Funny Stuff

Folks generally aren’t very creative in choosing names for their dogs.

That’s why there are so many named Rover and Spot, so Paddy being, well, Paddy, decided to name his Sex.

One day, Paddy went to the town hall to get a dog license for Sex. The clerk asked Paddy what he wanted. Paddy told him "I wanted a license for Sex."

The clerk said, “I’d like to have one, too.”

Then, Paddy said, “You don’t understand. She’s a dog.”

He replied, “Look man, I don’t care how she looks.”

“No no, I’ve had Sex since I was 5!”

The clerk replied, “You must have been an early bloomer.”

When Paddy decided to get married, he told the minister "I want to have Sex at the wedding." The minister told Paddy he'd have to wait until after the wedding.

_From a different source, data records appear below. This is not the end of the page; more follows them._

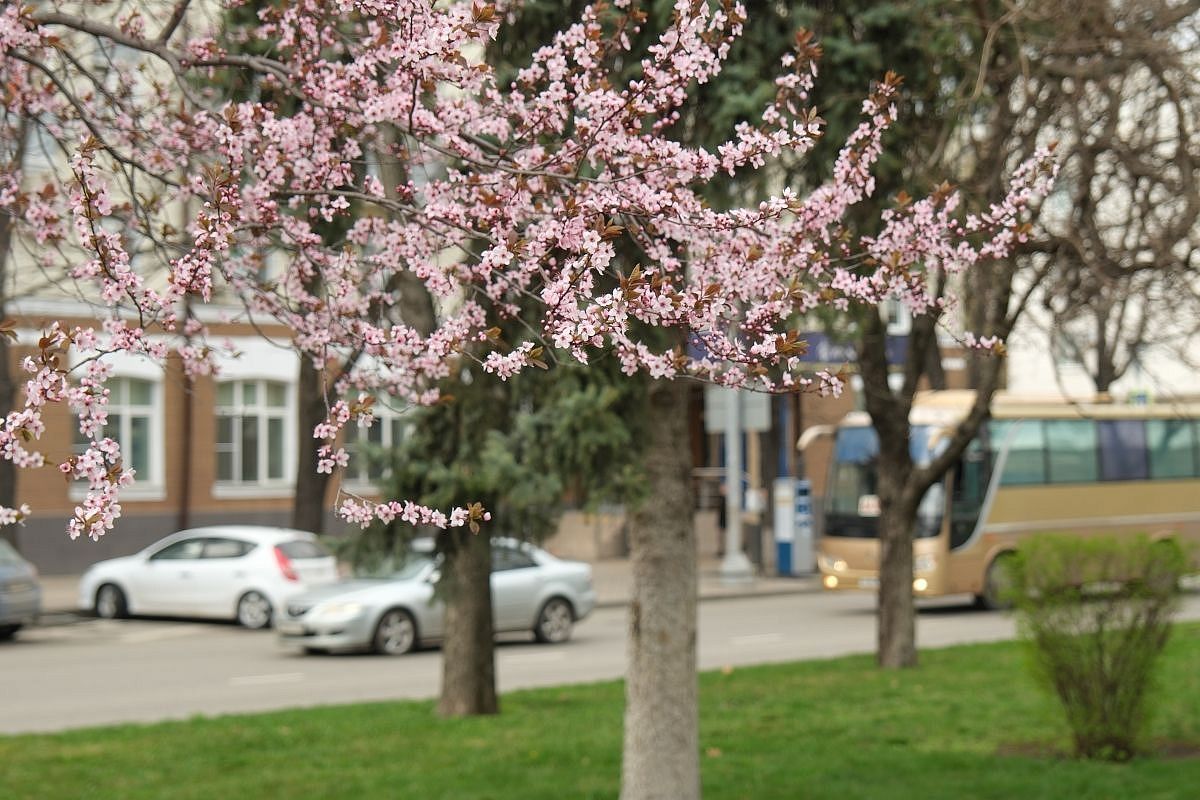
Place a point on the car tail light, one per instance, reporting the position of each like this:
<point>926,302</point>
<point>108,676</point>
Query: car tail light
<point>285,563</point>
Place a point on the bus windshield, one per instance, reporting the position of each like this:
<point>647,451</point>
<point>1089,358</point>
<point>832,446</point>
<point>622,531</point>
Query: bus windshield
<point>853,505</point>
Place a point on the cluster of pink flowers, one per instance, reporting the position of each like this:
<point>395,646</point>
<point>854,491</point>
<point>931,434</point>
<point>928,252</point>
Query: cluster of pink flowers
<point>504,200</point>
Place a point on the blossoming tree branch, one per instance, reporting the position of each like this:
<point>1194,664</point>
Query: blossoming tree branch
<point>513,202</point>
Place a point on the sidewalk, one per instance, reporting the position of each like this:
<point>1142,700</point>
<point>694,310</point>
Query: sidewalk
<point>613,581</point>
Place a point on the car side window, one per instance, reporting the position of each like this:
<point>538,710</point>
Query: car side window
<point>226,548</point>
<point>508,558</point>
<point>189,548</point>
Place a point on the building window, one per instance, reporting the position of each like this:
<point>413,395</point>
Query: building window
<point>252,443</point>
<point>371,447</point>
<point>132,404</point>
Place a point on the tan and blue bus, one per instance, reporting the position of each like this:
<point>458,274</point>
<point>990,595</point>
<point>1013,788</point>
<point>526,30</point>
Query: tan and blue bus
<point>1036,467</point>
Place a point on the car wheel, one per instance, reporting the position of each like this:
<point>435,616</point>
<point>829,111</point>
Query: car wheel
<point>395,633</point>
<point>111,602</point>
<point>253,611</point>
<point>996,584</point>
<point>555,621</point>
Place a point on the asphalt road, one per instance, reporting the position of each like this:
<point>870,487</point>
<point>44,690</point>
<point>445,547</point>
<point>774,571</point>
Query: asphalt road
<point>99,672</point>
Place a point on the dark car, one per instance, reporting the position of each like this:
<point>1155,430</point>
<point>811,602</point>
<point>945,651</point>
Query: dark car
<point>21,597</point>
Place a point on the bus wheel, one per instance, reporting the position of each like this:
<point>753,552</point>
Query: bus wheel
<point>996,584</point>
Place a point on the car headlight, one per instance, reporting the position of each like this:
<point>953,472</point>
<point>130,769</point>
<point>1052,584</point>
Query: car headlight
<point>340,609</point>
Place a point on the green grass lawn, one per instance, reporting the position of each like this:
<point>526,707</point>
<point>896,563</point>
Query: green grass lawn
<point>813,729</point>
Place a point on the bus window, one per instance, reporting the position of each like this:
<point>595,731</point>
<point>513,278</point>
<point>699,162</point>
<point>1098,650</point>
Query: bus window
<point>1173,447</point>
<point>852,503</point>
<point>1026,450</point>
<point>1123,450</point>
<point>971,475</point>
<point>1071,450</point>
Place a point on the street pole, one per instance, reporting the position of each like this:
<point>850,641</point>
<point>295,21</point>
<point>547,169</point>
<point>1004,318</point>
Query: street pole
<point>736,566</point>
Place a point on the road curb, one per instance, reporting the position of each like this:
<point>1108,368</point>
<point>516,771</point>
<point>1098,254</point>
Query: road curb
<point>731,595</point>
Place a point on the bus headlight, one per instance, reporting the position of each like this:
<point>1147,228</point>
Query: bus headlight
<point>833,564</point>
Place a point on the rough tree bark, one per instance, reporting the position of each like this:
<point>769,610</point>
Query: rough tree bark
<point>309,505</point>
<point>661,749</point>
<point>7,383</point>
<point>895,625</point>
<point>468,669</point>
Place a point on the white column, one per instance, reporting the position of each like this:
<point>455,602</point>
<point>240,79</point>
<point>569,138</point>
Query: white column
<point>736,567</point>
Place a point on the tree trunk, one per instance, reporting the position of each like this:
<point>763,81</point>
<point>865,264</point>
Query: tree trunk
<point>895,624</point>
<point>661,749</point>
<point>309,505</point>
<point>7,397</point>
<point>468,672</point>
<point>7,383</point>
<point>897,613</point>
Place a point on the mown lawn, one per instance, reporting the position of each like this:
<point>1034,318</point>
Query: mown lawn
<point>811,729</point>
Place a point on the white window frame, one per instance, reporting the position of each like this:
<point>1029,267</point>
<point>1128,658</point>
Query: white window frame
<point>394,428</point>
<point>149,483</point>
<point>263,486</point>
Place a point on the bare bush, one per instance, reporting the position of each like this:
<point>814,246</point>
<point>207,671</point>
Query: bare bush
<point>1097,614</point>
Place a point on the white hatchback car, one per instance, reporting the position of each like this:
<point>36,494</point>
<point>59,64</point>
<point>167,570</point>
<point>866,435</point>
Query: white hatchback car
<point>243,572</point>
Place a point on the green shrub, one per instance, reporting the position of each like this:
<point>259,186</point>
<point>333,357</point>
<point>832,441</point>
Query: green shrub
<point>1097,614</point>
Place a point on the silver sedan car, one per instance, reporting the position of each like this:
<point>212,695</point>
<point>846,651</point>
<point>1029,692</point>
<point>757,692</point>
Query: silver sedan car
<point>532,590</point>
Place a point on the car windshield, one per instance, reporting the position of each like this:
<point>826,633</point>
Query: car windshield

When Paddy protested that Sex had played a big part in his life and that his whole life revolved around Sex, the minister said he didn’t want to hear about Paddy's personal life.

After the wife and Paddy got married, Paddy took Sex with them on honeymoon. When they checked into the hotel, Paddy told the clerk that I wanted a room for my wife and wanted one for Sex.

The clerk replied, “Sir, every room in the hotel can be used for sex.”

Paddy said, “You don’t understand. Sex keeps me awake at night.”

The clerk said, “Me too!”

When Paddy's wife and Paddy separated, they went to court to fight for custody for Sex. When Paddy told the Judge" I had Sex before I was married, " he grinned and said, “Me too.”

One day Sex and Paddy took a walk and she ran away from Paddy. Paddy spent hours looking until he came across a policeman , who asked him what was he doing in the alley at midnight.

Paddy told him, “I’m looking for Sex!”

Paddy's case comes up next Tuesday.

Now that Paddy's been thrown in jail, married, divorced and had more trouble with that dog than he ever imagined, he's in counselling. His psychiatrist asked him what his problem was.

Paddy said, “Sex has left my life. It’s like losing a best friend and I’m so lonely.”

He said, “Look, you and I both know that sex isn’t man’s best friend, get a dog.